Strange that medical professionals at the time cast doubt on that assumption. As to #3, you have constructed a false narrative based on Julie not coming forward for a month, a time when she was thinking things through and, as Adam points out, told five people of the truth of the horror. The rest is just a garbled rehash of semi-truths, misunderstandings and Poppy Meze speculation. Where is the proof Julie did drugs before she met Jeremy, that she ever went to Canada as a student, that she ever read the newspapers in detail? Why is she castigated for getting the number of shots to Nevill wrong, when it was a man high on drugs at the time who related the story? The bank manager, Alan Dovey, informs us there was no pressure exerted upon him on whether to prosecute or not, but again this falsehood is wheeled out.

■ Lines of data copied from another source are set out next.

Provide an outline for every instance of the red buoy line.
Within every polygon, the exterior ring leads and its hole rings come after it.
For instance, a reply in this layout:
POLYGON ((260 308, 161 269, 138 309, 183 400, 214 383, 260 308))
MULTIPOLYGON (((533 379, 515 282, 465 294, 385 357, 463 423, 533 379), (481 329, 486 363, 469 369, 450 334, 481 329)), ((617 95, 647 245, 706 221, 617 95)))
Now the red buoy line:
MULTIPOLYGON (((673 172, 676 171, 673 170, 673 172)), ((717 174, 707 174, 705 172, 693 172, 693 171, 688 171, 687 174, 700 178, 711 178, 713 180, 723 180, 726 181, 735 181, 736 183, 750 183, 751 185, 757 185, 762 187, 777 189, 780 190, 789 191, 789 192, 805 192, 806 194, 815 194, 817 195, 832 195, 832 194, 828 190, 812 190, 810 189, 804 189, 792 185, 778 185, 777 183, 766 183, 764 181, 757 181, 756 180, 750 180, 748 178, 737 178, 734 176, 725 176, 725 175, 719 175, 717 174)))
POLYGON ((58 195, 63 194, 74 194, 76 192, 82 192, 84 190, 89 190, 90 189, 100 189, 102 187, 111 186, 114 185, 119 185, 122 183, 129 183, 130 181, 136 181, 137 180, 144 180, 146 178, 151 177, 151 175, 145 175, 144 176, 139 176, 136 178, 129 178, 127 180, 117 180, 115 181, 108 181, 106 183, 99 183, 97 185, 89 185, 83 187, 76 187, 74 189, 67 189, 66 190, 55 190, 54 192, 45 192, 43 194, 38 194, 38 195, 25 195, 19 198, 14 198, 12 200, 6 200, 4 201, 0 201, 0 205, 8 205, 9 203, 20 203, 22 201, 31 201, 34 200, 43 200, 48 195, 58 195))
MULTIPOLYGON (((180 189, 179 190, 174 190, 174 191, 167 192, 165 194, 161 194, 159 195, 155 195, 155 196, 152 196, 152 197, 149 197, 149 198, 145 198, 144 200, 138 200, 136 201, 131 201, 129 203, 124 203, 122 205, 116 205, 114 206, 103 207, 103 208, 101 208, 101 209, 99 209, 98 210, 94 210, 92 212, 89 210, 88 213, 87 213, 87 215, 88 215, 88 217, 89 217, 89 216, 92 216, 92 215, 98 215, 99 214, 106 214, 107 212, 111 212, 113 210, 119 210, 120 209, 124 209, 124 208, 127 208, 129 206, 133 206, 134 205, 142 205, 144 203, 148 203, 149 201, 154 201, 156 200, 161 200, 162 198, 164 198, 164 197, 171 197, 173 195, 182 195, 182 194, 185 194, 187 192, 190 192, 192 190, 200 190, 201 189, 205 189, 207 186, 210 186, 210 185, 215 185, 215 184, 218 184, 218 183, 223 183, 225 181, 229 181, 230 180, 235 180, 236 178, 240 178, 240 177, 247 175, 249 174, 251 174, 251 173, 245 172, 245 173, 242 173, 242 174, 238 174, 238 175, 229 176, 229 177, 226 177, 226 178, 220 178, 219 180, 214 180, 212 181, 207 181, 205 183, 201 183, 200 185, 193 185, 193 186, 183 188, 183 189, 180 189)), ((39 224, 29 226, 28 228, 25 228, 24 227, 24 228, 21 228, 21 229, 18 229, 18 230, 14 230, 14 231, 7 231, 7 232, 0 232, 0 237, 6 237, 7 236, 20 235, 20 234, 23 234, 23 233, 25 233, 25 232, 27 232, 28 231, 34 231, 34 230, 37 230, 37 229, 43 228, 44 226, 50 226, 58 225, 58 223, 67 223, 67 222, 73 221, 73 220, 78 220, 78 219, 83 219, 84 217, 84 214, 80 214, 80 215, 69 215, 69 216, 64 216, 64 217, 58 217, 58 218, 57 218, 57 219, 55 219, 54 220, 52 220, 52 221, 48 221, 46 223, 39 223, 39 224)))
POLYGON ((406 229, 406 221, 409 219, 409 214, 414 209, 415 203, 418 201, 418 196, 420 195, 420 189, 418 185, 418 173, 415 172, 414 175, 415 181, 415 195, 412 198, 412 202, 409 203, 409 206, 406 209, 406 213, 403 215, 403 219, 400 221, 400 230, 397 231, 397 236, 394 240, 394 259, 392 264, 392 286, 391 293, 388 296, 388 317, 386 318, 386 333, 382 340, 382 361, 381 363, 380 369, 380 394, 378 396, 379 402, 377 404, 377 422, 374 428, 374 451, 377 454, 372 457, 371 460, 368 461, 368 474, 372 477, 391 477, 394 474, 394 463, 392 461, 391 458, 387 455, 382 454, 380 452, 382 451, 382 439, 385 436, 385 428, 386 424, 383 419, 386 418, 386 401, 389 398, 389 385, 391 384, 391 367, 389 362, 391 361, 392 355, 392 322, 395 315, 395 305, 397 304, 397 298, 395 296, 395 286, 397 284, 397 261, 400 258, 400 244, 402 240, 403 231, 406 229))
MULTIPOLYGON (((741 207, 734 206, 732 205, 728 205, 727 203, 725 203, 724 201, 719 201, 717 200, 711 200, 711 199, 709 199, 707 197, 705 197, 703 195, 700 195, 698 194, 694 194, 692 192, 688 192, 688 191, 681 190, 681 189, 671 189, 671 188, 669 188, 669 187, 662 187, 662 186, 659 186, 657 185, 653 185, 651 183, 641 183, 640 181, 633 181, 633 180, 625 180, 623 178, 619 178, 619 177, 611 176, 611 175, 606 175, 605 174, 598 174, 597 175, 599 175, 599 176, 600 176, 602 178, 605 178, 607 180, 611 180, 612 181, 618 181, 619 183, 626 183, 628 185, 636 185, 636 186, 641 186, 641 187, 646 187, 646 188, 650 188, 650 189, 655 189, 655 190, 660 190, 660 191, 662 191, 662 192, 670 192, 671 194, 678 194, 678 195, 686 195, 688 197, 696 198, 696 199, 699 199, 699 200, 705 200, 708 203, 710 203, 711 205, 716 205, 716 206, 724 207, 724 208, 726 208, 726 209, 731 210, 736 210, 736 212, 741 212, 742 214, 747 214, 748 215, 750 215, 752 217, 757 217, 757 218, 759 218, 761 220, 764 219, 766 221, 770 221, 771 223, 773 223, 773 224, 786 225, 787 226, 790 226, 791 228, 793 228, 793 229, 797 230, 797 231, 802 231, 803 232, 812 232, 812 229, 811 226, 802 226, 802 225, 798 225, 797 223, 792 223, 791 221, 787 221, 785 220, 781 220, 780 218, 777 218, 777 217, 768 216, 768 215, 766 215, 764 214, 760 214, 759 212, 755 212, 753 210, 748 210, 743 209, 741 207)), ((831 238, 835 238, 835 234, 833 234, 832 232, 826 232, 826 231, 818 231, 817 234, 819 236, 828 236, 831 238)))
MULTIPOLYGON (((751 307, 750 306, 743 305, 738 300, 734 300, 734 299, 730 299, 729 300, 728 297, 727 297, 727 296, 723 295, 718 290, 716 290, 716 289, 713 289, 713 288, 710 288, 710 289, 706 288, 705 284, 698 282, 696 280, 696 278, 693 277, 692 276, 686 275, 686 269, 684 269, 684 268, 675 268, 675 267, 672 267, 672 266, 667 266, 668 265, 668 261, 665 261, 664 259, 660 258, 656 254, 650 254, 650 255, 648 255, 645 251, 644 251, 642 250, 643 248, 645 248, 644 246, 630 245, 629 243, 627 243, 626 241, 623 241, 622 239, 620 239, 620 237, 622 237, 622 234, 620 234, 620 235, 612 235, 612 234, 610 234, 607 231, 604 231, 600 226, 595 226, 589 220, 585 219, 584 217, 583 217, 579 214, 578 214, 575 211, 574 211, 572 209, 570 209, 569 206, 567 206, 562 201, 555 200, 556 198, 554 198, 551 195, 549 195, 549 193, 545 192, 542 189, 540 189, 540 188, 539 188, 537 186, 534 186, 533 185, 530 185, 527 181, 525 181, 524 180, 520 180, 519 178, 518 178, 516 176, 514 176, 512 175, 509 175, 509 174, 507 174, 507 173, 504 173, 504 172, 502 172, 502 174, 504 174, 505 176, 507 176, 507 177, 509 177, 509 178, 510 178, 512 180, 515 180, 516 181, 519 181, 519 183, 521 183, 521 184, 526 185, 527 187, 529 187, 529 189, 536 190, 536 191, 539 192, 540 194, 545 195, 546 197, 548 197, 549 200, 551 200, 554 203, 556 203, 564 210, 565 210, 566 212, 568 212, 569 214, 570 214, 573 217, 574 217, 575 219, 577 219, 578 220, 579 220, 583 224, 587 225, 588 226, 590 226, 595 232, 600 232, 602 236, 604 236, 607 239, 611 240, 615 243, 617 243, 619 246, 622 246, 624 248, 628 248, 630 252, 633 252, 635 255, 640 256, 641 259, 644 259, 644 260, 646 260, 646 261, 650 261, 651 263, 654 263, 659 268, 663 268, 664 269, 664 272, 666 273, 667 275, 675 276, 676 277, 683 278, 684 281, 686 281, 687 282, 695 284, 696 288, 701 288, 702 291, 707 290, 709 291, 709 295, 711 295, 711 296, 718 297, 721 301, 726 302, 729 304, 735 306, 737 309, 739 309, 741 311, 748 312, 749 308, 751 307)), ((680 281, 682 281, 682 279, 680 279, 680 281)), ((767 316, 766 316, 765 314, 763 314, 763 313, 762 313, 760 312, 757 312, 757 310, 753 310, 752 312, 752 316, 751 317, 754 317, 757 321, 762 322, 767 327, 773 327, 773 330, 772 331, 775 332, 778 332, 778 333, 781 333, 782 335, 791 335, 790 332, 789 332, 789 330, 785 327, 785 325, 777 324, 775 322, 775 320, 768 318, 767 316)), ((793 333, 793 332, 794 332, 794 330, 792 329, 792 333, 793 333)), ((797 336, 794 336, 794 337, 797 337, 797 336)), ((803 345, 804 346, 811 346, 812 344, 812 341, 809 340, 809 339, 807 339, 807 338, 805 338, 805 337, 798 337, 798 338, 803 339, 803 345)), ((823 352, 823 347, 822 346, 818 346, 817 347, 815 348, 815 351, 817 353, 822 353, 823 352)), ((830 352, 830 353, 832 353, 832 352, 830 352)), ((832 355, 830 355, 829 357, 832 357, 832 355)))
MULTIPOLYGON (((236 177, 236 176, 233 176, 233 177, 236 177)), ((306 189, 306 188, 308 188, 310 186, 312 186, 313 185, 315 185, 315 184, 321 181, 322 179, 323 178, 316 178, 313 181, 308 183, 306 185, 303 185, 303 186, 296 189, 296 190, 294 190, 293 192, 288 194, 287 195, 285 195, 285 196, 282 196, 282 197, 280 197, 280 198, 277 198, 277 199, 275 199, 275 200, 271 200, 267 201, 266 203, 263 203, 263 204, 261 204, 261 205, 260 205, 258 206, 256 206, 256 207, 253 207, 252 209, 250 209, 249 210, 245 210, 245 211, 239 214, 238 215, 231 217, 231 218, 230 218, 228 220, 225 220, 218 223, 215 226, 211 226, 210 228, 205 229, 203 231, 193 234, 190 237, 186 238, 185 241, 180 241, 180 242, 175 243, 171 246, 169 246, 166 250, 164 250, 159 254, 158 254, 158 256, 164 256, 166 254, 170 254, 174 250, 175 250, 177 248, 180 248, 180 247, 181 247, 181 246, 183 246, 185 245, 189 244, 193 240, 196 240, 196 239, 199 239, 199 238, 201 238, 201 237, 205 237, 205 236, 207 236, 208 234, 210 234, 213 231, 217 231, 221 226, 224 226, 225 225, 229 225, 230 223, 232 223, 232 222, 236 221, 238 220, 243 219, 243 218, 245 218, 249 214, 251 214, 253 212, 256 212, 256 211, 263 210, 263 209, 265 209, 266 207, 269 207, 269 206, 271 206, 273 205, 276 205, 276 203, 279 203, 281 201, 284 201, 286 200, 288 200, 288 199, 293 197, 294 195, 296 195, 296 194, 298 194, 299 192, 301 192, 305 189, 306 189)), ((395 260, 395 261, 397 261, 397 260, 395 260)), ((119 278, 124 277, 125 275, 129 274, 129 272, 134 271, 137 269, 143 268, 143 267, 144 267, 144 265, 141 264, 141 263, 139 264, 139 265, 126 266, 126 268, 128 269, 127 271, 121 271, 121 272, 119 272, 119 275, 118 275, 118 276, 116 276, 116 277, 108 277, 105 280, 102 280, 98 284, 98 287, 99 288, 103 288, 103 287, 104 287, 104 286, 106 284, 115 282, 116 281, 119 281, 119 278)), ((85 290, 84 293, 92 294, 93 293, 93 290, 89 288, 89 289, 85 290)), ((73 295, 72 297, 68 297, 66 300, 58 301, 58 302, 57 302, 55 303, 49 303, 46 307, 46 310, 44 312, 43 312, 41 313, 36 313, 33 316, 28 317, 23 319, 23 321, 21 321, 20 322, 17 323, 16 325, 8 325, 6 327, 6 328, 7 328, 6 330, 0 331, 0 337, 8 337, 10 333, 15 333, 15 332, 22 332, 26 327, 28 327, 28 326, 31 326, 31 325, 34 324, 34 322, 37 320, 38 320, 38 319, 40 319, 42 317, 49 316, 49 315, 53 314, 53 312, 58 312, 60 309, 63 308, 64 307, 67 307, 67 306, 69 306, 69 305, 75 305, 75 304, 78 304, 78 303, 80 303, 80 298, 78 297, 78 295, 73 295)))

The Bamberettes just can't accept that Jeremy killed five, including blowing the brains out of two six-year-old boys, in order to buy a £38,000 Porsche. Face up to it.
..and who could blame anybody for not understanding, for the incomprehensibility of it all, that Jeremy would compass his end only by the exercise of the most extreme violence? Is this an inherent evil, the extermination of five lives for a material good, can this human desire be surmounted by educational instruction, or is humanity doomed to suffer this condition as the selfish gene prevails?
As Jeremy told Julie at Blazer's Restaurant, Blackheath: "
Maybe there is something wrong with me." But the admission came far too late, after the deed had been done with the concomitant damage to their relationship, irrevocably broken, the poem Julie had written the only remnant which made Jeremy cry, as Julie exacted her pound of flesh for the dilemma she now faced.